For all the glitz and glamour and gawking and counterintuitive crowd-control issues I have witnessed in this, my first visit to the Cannes Film Festival, what impresses me most is a very earnest shared belief in the vitality of a particular kind of cinema — sincere, auteur-driven, ambitious. It’s touching to see such hubbub over things like three-hour Romanian art films, and to see a new Alain Guiraudie movie on the massive screen of the Grand Theatre Lumiere, and to hear total strangers talk about how excited they are for new work from Maren Ade, a German director with only two (sublime) features to her name. (I could almost say that it’s nice to see thousands of people jostling and fighting their way into such screenings, but actually, that part is super-annoying.)
The opening-night film, Woody Allen’s Café Society, was more star-friendly, of course. The premiere coincided with a new Ronan Farrow essay in the Hollywood Reporter about the director’s alleged rape of his own daughter Dylan in 1991. Farrow’s piece took aim more at the media than Allen himself; it was in part prompted by THR’s own decision to run a cover interview with Allen and not ask him about the accusations. That prompted writers to ask some pointed questions of the director at a press event; as expected, he stonewalled. The allegations are devastating, and they’ll never go away, but they also exist in a deadly feedback loop with Allen’s own work and celebrity.

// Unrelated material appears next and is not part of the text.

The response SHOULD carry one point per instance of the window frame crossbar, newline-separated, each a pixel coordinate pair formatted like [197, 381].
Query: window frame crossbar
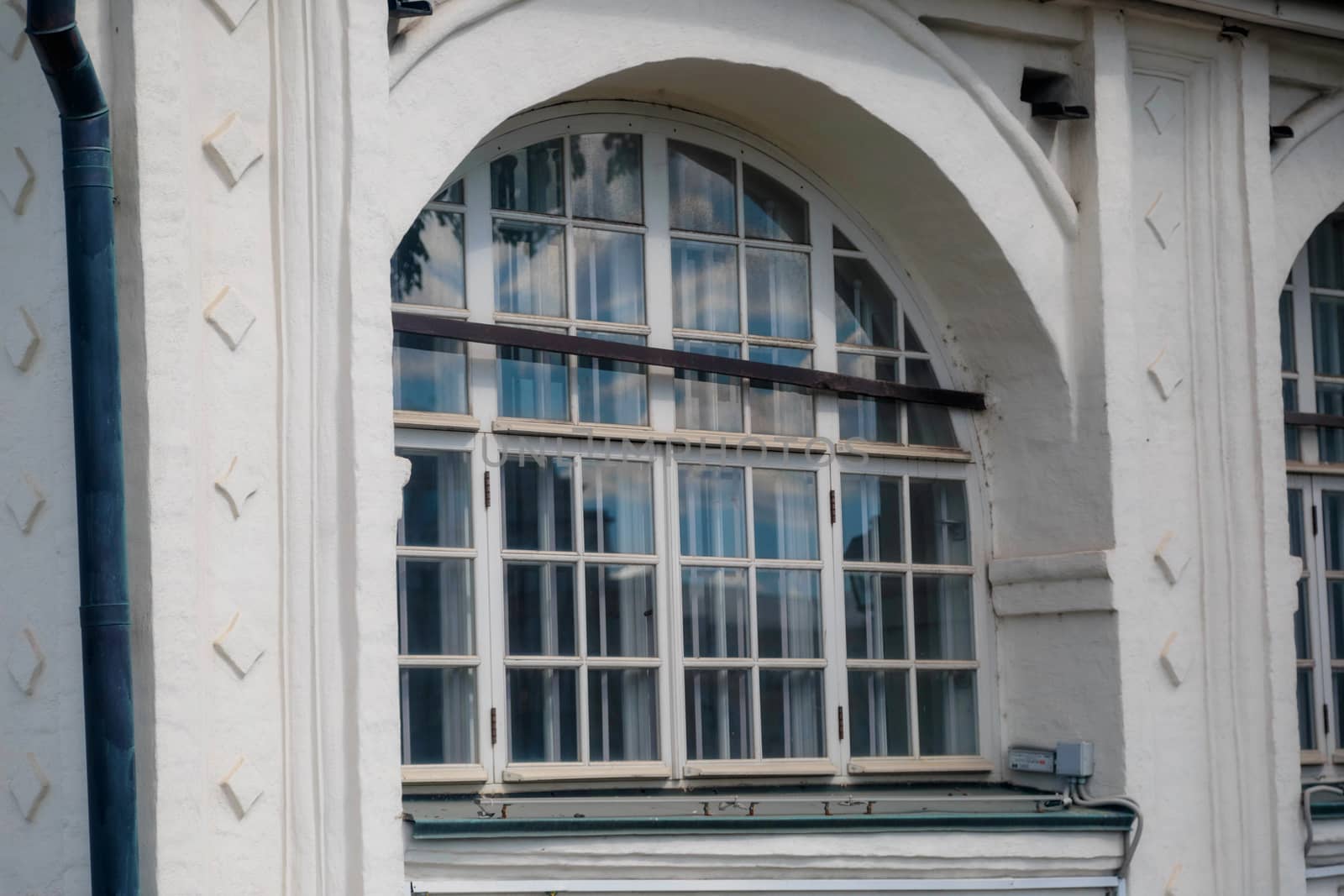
[588, 347]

The controversy makes headlines when he makes headlines.
What about Café Society itself? Surprisingly ambitious for late-period Allen, it takes in a wide swath of a young man’s life. Bobby Dorfman (Jesse Eisenberg) travels to Hollywood in the 1930s and gets a gofer job thanks to his hotshot agent uncle, Phil Silver (Steve Carrell). He also falls for Phil’s assistant, Vonnie (Kristen Stewart), who insists that she has a boyfriend but continues to spend time with Bobby. We soon discover that Vonnie’s boyfriend is, in fact, Bobby’s own uncle Phil, who keeps saying he’ll leave his wife for her but never seems to. Vonnie is torn: She’s falling for Bobby, but she does love Phil, too. The film works best when only we in the audience are privy to Vonnie’s dilemma — when the camera fixes on the quiet dance of shame and uncertainty on Stewart’s face. It’s a surprisingly physical performance; her indecision practically consumes her.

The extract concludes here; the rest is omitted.